29.「質問の力」で介護現場を成長させる
2025.05.01 |投稿者:神内秀之介
介護現場での人材育成は、利用者さんへのケアの質を高めるためにも、職場の未来を支える重要なテーマです。そして、ただ答えを教えるだけではなく、共に考え、学び合う方法が、育成の成功の鍵を握っています。古代ギリシャの哲学者ソクラテスが用いた「対話法」は、介護現場での教育や人材育成に大いに活用できる考え方です。
「質問の力」で考える力を引き出す
ソクラテスは、答えを一方的に教えるのではなく、相手に問いかけを続けることで、自ら答えに気づく道を示しました。介護の人材育成でも、この「質問の力」を活用することで、スタッフ一人ひとりの考える力を引き出すことができます。例えば、スタッフがケアに迷ったときに、「どうすれば利用者さんにもっと安心してもらえると思う?」と問いかけることで、自ら考え、答えを見つけるプロセスを促すことができます。
「知っているつもり」に気づかせる
ソクラテスは、「何もわかっていないのに、わかっていると思い込むこと」が人を成長から遠ざけると指摘しました。

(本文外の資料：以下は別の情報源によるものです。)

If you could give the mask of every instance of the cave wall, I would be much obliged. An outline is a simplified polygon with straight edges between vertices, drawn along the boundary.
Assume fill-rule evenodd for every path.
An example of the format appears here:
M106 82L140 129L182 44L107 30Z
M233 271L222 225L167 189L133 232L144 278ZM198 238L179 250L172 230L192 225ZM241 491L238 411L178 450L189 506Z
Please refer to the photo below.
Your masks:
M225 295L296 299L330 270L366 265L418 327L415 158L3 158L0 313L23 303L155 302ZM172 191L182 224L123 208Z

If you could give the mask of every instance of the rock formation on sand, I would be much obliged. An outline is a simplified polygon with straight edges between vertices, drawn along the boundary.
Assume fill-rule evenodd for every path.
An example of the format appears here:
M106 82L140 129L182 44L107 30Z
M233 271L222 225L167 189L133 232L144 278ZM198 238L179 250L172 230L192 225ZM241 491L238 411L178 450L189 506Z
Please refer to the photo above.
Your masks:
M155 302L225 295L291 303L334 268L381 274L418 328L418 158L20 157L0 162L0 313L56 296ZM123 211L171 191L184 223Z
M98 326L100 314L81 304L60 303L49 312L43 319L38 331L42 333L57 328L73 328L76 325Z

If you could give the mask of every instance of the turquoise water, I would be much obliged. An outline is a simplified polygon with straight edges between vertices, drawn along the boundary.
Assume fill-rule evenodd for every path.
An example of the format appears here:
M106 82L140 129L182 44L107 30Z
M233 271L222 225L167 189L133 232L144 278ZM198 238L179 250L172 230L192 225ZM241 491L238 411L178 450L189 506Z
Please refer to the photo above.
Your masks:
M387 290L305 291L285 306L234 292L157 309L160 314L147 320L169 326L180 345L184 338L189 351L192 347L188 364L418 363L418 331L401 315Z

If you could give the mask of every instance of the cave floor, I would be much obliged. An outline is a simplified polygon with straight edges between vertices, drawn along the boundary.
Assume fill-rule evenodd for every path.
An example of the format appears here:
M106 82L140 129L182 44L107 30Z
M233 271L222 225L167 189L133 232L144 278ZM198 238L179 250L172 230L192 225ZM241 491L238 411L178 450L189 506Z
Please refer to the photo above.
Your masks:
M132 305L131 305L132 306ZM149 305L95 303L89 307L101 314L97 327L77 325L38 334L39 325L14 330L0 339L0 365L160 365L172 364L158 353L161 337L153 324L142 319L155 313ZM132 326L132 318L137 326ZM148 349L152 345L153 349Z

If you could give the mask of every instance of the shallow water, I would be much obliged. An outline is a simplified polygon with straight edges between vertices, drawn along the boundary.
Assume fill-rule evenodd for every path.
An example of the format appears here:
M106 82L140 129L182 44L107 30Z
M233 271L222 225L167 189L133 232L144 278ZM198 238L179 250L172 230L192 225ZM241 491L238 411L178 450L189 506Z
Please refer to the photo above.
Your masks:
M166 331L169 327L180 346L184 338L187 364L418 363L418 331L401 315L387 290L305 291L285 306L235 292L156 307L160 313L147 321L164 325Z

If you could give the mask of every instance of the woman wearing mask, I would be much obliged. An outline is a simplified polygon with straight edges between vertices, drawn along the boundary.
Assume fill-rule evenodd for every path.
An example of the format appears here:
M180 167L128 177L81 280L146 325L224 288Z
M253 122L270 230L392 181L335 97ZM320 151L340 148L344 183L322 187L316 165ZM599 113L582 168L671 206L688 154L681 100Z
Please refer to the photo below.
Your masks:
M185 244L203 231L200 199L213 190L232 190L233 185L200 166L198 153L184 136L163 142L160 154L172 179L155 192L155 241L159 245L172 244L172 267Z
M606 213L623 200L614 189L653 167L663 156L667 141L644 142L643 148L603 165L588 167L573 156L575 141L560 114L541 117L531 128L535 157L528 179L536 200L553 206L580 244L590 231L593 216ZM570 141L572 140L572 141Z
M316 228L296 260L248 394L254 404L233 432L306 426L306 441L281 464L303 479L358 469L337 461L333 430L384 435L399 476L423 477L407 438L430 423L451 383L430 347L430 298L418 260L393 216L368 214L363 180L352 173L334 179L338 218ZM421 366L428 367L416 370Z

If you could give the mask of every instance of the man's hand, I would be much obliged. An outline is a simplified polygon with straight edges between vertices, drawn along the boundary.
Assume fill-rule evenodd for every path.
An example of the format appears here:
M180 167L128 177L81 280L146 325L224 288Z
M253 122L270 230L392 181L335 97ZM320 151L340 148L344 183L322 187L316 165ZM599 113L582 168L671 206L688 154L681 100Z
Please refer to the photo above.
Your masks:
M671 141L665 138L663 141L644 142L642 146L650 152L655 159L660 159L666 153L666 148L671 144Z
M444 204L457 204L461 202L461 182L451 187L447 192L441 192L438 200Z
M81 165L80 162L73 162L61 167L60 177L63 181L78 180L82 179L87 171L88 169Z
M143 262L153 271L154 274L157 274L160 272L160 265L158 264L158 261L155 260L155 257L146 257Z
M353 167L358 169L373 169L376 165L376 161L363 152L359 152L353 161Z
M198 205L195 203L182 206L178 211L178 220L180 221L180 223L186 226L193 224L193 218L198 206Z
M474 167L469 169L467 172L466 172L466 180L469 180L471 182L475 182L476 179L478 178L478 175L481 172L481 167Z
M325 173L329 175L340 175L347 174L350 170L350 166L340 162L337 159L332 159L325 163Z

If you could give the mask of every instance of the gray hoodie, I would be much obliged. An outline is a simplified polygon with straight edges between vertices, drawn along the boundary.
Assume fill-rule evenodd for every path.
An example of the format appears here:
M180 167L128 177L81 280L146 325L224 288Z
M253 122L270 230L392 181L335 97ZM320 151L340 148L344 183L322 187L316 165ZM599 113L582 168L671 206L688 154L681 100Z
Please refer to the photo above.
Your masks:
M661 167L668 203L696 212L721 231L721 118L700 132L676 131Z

介護現場でも、新人スタッフや経験の浅い人が「これが正しいケアです」と固定的な考えを持ってしまうことがあります。しかし、現実の介護には多様性があり、一つの正解では対応できない場面が多いものです。質問を通じて、「なぜその方法が良いと思ったのか?」「他の方法は考えられないかな?」と問いかけることで、柔軟な思考と学びの姿勢を育てることができます。
普遍的な真理を問い直す勇気
ソクラテスの哲学は、「これが正しい」という普遍的な真理そのものを疑うことから始まります。介護現場でも、業界の常識や従来からのやり方をそのまま鵜呑みにするのではなく、「本当にそれが最適か?」を問い直すことが大切です。新しいスタッフの視点や、現場で感じた違和感を活かしながら、「もっと良い方法はないか?」と職場全体で考え続ける姿勢が、ケアの質をさらに向上させる原動力になるでしょう。
まとめ
ソクラテス式の問いかけを活用することで、介護現場の人材育成はより深く、実践的なものになります。「答えを与える」のではなく「問いかける」ことで、スタッフ一人ひとりが自ら考え、成長する力を引き出します。そして、それはただのスキル向上だけでなく、チーム全体の活性化や利用者さんへのより良いケアへと繋がっていくのです。